What’s Cool: This is just the Beginning
As I write this, it’s only been a couple of weeks since my last day. I’m grateful that it’s been an awesome couple of weeks! I’m optimistic as I think about the possibilities that the future holds. This is what the rest of my life might look like! I’m excited about more opportunities to serve, host, and volunteer. I’m excited to watch my boys grow and be able to travel more, hopefully camping and unschooling them on the road for a time. This is just a starting point, not a destination. I’m thrilled and thankful to be an “early retiree” with so much life ahead of me.

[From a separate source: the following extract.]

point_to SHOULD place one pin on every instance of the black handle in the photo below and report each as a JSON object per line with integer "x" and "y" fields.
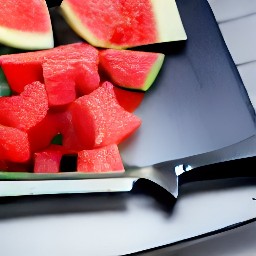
{"x": 245, "y": 167}
{"x": 53, "y": 3}
{"x": 238, "y": 160}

I was recently thinking about Shiloh’s birth and how it related to this situation. I had planned to give birth in a hospital with a doctor. I had planned for an epidural, and a birth similar to Malachi’s. At the last minute (more accurately, the last trimester) those plans were shattered and I had to make a decision. We chose to switch to a midwife and have a home birth. This spontaneous, last-minute decision was one the best things we ever did. The birth was awesome and I will always count it one of my proudest accomplishments. It wasn’t the plan, but it was right. In the same way, this spontaneous decision to retire at age 27 wasn’t the plan, but it’s the right thing. Story of my life right now. I’m encouraged. The future will be a good one.